Here's our day-one roundup from the Clinical Trials on Alzheimer's Disease (CTAD) conference 2019.
A highly anticipated Alzheimer’s conference opened here last night with reports about a powerful new drug for treating dementia-related delusions and promising developments in research about blood pressure control and dementia.
Underlying all the reports of highly technical research data, however, was anticipation of a blockbuster announcement on Thursday from Biogen and its partner Eisai about the effectiveness of aducanumab, an experimental Alzheimer’s drug.
Only six weeks ago, Biogen stunned the Alzheimer’s community by saying it would attempt to revive aducanumab, which it had summarily killed in March when the company announced the drug had failed a futility analysis.

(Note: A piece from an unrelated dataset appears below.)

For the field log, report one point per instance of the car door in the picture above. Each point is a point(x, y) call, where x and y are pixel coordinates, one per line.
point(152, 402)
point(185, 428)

In October, however, Biogen said that new data had emerged from clinical trials on aducanumab that showed the drug was effective in treating Alzheimer’s.
In an opening keynote presentation on interpreting recent results in Alzheimer’s disease treatment, Dr. Steven Salloway referenced the wild swings on aducanumab and joked that “it’s been a really smooth ride this year and it should be easy to make sense of what’s been going on.”
Salloway, the Chief of Neurology and Director of the Memory and Aging Program at Butler Hospital in Providence, RI, said that aducanumab appears to have made an “unprecedented comeback.”
“I don’t recall seeing a drug that looked like it was headed for the dustbin coming back and heading to the FDA in such a short time,” Salloway said.
Lifetime achievement
The conference opened with the presentation of a lifetime achievement award to Zaven Khachaturian, widely seen as the father of modern research into Alzheimer’s.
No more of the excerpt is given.